103万円の壁
政府が現状の配偶者控除の見直しを実施し、新たな制度の検討に入っていることはすでに報道されているところです。見直しの主な理由は、現状の配偶者控除が女性の就労意欲を抑制しているからとのこと。そもそも「103万の壁」とは何でしょうか。
収入を103万円以下に抑えることの主なメリット
・自身の所得税がゼロ
・配偶者が勤務する会社から配偶者手当がもらえる
・配偶者控除を得られる など
確かに、収入を103万円以下に抑えるよう働き方を調整することにより、調整しなかった場合に比べより多くの手取りを残すことが可能かもしれません。さらに130万円以下の場合には、配偶者の健康保険の扶養家族として、また、国民年金は配偶者の厚生年金の第3号被保険者となることができます。したがって、103万円以下もしくは130万円以下のメリットを享受しようと就労調整を行うことが合理的かもしれません。
しかし、もっと大きな問題は、企業が控除対象配偶者を対象に配偶者手当を支給していることです。人事院の統計によれば、80%程度の企業に家族手当の規定があり、そのうち90%程度が配偶者を対象としたものです。つまり、103万円以下の控除対象配偶者でなくなることにより、年間何十万かの配偶者手当が支給されなくなります。したがって、必ずしも勤労意欲を抑制しているものは配偶者控除ばかりではありません。
日本を代表する企業の一つトヨタ自動車は、年収103万円以下の配偶者に支払われていた手当をなくす代わりに、子供への手当を1人当たり4倍に増額するという新たな制度を検討しています。
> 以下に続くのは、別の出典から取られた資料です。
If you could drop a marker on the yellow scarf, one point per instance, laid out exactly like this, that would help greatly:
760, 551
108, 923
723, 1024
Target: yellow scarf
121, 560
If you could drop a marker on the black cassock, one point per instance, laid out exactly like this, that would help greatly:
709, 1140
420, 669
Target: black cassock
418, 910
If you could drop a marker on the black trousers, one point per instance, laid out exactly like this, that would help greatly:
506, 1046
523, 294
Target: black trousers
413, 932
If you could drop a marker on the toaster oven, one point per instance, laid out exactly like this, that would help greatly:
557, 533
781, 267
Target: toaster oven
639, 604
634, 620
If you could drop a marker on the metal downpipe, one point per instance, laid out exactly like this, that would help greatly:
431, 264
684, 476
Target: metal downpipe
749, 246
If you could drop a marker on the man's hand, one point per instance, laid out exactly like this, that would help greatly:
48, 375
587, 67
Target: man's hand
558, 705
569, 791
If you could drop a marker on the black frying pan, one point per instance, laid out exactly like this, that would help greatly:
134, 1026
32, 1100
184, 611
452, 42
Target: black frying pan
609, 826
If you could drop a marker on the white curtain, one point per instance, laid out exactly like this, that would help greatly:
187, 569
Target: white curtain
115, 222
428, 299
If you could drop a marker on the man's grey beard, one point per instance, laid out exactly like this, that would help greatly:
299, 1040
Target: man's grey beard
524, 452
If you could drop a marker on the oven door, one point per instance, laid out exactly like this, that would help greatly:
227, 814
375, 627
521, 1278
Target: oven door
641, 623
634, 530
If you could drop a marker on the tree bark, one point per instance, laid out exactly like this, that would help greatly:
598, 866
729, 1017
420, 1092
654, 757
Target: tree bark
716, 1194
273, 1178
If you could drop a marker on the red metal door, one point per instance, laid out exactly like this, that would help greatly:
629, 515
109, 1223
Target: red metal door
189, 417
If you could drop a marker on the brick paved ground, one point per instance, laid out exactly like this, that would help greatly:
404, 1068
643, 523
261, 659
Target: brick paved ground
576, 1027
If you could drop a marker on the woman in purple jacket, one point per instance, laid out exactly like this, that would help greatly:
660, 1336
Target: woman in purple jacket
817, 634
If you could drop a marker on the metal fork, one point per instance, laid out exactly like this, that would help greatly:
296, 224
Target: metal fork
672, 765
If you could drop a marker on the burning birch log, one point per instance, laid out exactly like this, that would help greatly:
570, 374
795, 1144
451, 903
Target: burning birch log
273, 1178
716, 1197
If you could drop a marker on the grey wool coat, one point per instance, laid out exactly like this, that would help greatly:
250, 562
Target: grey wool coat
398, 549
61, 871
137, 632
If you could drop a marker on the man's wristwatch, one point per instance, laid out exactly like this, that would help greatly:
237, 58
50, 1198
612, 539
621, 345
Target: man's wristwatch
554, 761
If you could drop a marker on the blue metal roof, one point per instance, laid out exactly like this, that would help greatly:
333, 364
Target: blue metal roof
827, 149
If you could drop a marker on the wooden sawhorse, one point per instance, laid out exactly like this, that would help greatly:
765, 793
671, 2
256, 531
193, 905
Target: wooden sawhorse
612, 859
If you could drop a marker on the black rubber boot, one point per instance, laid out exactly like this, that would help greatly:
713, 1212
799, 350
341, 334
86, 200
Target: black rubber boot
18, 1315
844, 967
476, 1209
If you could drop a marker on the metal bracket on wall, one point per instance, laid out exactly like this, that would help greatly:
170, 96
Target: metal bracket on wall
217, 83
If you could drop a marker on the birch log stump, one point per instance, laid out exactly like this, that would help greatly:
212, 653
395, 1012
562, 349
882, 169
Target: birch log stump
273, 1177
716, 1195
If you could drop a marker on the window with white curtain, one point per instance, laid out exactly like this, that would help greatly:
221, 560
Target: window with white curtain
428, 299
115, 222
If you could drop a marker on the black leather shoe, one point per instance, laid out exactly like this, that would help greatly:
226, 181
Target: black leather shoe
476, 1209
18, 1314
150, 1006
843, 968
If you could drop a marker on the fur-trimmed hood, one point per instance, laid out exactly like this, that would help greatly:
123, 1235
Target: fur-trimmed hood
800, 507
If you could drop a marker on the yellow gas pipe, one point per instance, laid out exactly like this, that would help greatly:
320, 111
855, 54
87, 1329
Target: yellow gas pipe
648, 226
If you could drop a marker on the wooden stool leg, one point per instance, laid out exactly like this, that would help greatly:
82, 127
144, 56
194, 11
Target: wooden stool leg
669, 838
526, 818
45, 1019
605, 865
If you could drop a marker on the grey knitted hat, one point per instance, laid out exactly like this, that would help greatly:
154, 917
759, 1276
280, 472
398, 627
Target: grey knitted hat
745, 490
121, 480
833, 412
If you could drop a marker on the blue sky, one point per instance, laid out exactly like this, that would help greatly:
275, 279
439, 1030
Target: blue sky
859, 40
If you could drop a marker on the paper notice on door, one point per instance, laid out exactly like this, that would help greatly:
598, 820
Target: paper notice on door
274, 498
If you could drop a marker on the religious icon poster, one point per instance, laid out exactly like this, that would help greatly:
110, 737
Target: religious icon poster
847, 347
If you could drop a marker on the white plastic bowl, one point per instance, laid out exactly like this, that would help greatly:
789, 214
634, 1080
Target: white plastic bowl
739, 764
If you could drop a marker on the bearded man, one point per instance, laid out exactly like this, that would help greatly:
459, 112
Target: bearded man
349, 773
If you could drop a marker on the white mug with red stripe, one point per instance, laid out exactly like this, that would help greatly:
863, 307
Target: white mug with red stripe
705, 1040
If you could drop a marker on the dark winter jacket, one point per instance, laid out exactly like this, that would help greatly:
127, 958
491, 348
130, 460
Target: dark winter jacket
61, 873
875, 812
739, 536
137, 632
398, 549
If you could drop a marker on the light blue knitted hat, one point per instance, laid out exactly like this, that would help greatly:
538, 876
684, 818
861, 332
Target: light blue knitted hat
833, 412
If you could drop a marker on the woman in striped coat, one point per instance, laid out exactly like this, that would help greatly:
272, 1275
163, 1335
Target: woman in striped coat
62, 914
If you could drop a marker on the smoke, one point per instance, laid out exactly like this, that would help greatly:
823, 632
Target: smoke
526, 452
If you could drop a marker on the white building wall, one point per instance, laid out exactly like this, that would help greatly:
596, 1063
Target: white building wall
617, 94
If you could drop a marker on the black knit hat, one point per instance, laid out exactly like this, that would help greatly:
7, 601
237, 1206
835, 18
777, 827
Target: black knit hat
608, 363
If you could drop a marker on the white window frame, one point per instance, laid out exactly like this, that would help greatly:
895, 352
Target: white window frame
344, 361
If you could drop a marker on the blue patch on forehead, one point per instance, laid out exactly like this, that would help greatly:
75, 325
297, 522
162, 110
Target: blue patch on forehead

具体的には、年収103万円以下の配偶者らに、月額1万9500円が支払われていましたが、新制度はこの配偶者手当をなくし、代わりに今まで子供一人当たり5千円支払われていた子供手当を、月額2万円に増額するという内容です。
専業主婦が当たり前だった時代から、共働きが当たり前の時代に入り、税制も企業の制度も見直しをしなければならない時期に入っていることは間違いありません。しかし、今回の103万円の壁が、税制の見直しだけで女性の就労調整を減らし、社会進出を促進するかどうかは疑問の残るところです。
数年前に扶養控除の制度が「控除から手当へ」と銘打って抜本的に見直しになりました。しかし、ご存じの通り、十分な手当てが実施されないまま控除だけが削減されました。制度の見直しが働き方、生き方を大きく変えるだけに慎重な見直しが求められます。